[jira] [Comment Edited] (IGNITE-15996) Node fails with "Node with the same ID was found" while connecting to the cluster in Docker container if previous container was stopped

2021-12-10 Thread Guilherme Momesso (Jira)


[ 
https://issues.apache.org/jira/browse/IGNITE-15996?page=com.atlassian.jira.plugin.system.issuetabpanels:comment-tabpanel&focusedCommentId=17457295#comment-17457295
 ] 

Guilherme Momesso edited comment on IGNITE-15996 at 12/10/21, 5:40 PM:
---

I'm facing the same issue while running on a Kubernetes cluster managed by 
Rancher.

Like [~krybakova] pointed, the error starts when the 3rd pod is launched. Then 
after a while all of the three pods keeps restarting with "Node with the same 
ID was found in node IDs history" error. After some time one pod stays running 
stable and the other two keep restarting.
I can only use 2 nodes again if I finish all the nodes and start again.

I'm using Apache Ignite 2.11.0 with TcpDiscoveryKubernetesIpFinder as IP 
finder. The nodes are AWS EC2 Linux instances. I've followed the 
Installation->Kubernetes steps of the documentation and the only difference I 
remember now is that I configure the K8s Service type as "ClusterIP" instead of 
"LoadBalancer".

Unfortunately, I can't use the pointed workaround.


was (Author: JIRAUSER281553):
I'm facing the same issue while running on a Kubernetes cluster managed by 
Rancher.

Like [~krybakova] pointed, the error starts when the 3rd pod is launched. Then 
after a while all of the three pods keeps restarting with "Node with the same 
ID was found in node IDs history" error. After some time one pod stays running 
stable and the other two keep restarting.
I can only use 2 nodes again if I finish all the nodes and start again.
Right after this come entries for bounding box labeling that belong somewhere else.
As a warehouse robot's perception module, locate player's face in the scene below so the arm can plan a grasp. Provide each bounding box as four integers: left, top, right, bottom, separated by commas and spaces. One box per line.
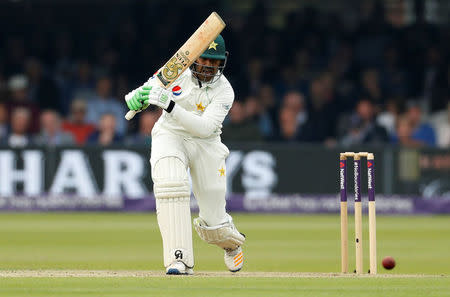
195, 58, 221, 82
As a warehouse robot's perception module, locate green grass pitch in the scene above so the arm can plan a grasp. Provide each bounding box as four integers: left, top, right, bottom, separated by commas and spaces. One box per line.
0, 213, 450, 297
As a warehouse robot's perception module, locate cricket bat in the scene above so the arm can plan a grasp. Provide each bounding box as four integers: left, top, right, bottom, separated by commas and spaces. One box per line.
125, 12, 225, 120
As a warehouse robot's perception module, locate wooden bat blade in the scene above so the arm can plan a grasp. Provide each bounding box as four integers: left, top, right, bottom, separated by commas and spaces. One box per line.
125, 12, 225, 120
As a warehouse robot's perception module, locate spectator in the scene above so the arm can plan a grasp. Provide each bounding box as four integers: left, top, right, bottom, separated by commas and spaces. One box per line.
26, 58, 62, 110
87, 76, 127, 136
125, 109, 161, 147
62, 99, 95, 145
34, 110, 74, 146
406, 103, 436, 146
7, 107, 31, 148
257, 84, 278, 139
341, 99, 389, 146
87, 113, 122, 146
432, 101, 450, 148
0, 102, 9, 143
69, 60, 95, 99
377, 98, 402, 136
360, 69, 384, 106
282, 91, 308, 126
221, 101, 262, 142
299, 74, 336, 143
244, 96, 275, 139
392, 115, 425, 148
7, 74, 39, 132
278, 107, 298, 142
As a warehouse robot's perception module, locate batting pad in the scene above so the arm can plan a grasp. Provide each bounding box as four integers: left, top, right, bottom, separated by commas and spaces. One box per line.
194, 215, 245, 250
153, 157, 194, 268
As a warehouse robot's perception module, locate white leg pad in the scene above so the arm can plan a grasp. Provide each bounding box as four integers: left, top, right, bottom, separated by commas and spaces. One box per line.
194, 215, 245, 250
152, 157, 194, 268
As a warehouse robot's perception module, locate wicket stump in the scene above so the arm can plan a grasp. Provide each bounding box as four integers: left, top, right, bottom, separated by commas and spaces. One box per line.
339, 152, 377, 274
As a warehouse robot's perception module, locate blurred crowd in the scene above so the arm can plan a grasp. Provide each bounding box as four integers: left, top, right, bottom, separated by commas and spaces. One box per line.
0, 1, 450, 148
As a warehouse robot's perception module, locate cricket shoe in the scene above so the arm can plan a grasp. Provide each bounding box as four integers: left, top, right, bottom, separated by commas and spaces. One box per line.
166, 261, 194, 275
224, 247, 244, 272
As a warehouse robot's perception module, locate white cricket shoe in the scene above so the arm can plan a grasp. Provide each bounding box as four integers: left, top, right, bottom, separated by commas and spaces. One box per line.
224, 247, 244, 272
166, 261, 194, 275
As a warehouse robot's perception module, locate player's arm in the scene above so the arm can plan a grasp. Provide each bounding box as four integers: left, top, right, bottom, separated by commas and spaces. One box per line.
144, 87, 234, 138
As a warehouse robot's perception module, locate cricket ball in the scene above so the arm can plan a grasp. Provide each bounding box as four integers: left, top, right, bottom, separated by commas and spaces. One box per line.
381, 256, 395, 270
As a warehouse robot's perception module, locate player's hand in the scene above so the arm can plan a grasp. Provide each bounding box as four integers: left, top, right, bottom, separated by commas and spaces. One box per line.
125, 76, 158, 111
142, 85, 172, 109
125, 87, 149, 110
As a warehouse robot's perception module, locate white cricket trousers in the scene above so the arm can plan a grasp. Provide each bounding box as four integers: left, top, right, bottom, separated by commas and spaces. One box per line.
150, 128, 229, 226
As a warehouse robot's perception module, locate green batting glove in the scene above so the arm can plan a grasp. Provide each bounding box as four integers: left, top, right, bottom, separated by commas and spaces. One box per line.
125, 86, 152, 110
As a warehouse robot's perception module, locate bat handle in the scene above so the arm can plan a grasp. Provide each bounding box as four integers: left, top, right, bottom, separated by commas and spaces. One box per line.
125, 110, 139, 121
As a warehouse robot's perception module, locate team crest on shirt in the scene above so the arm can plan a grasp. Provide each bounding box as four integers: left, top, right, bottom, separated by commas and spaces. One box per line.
172, 86, 183, 96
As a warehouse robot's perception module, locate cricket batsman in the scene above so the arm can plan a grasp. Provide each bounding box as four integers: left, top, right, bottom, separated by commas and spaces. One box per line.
125, 35, 245, 274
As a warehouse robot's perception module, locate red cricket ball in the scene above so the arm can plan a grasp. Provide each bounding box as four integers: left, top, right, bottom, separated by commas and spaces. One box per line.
381, 256, 395, 270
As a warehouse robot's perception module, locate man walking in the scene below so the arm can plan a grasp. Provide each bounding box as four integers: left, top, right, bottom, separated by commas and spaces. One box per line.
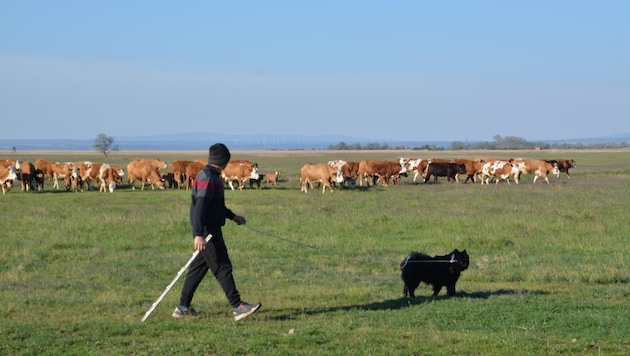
173, 143, 261, 321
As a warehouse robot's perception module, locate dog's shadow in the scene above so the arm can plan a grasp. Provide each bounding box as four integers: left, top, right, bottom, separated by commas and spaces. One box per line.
272, 289, 547, 320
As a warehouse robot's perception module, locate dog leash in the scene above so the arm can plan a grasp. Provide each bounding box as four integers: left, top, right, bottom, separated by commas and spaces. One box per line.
245, 225, 398, 264
244, 224, 457, 270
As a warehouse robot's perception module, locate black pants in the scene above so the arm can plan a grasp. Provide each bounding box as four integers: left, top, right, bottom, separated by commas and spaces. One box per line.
179, 227, 241, 307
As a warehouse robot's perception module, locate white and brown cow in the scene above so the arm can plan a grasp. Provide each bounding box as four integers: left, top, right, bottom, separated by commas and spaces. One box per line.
300, 163, 344, 193
51, 162, 72, 190
481, 160, 518, 185
127, 158, 167, 190
512, 158, 560, 184
64, 166, 83, 192
72, 161, 98, 191
0, 164, 17, 194
267, 171, 279, 187
453, 158, 483, 183
398, 157, 429, 182
221, 159, 260, 190
359, 160, 407, 186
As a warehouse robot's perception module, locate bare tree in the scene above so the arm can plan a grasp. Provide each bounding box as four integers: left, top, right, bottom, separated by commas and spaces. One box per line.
94, 133, 117, 156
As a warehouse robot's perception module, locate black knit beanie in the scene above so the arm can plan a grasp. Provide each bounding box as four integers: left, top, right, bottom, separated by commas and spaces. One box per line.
208, 143, 231, 166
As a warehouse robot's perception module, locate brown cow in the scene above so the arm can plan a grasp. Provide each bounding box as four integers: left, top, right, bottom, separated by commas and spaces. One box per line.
127, 158, 166, 190
184, 162, 206, 190
15, 160, 37, 192
249, 174, 265, 190
0, 164, 17, 194
453, 158, 483, 183
300, 163, 344, 193
99, 164, 123, 193
544, 158, 577, 178
52, 162, 72, 190
221, 159, 260, 190
328, 159, 359, 189
267, 171, 278, 187
169, 160, 195, 189
512, 158, 560, 184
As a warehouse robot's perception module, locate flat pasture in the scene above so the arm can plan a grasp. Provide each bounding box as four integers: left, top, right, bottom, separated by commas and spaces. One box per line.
0, 149, 630, 355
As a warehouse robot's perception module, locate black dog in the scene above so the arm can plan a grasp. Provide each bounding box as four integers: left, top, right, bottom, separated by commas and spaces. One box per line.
400, 249, 469, 298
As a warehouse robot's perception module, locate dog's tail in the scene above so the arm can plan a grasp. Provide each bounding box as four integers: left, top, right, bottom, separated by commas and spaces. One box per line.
400, 255, 411, 271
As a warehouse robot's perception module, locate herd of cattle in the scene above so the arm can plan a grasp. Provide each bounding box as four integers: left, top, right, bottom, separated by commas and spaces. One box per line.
0, 157, 576, 194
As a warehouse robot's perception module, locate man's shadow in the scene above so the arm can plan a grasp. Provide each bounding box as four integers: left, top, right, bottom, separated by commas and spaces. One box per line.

I'm using TcpDiscoveryKubernetesIpFinder as IP finder. The nodes are AWS EC2 
Linux instances. I've followed the Installation->Kubernetes steps of the 
documentation and the only difference I remember now is that I configure the 
K8s Service type as "ClusterIP" instead of "LoadBalancer".

Unfortunately, I can't use the pointed workaround.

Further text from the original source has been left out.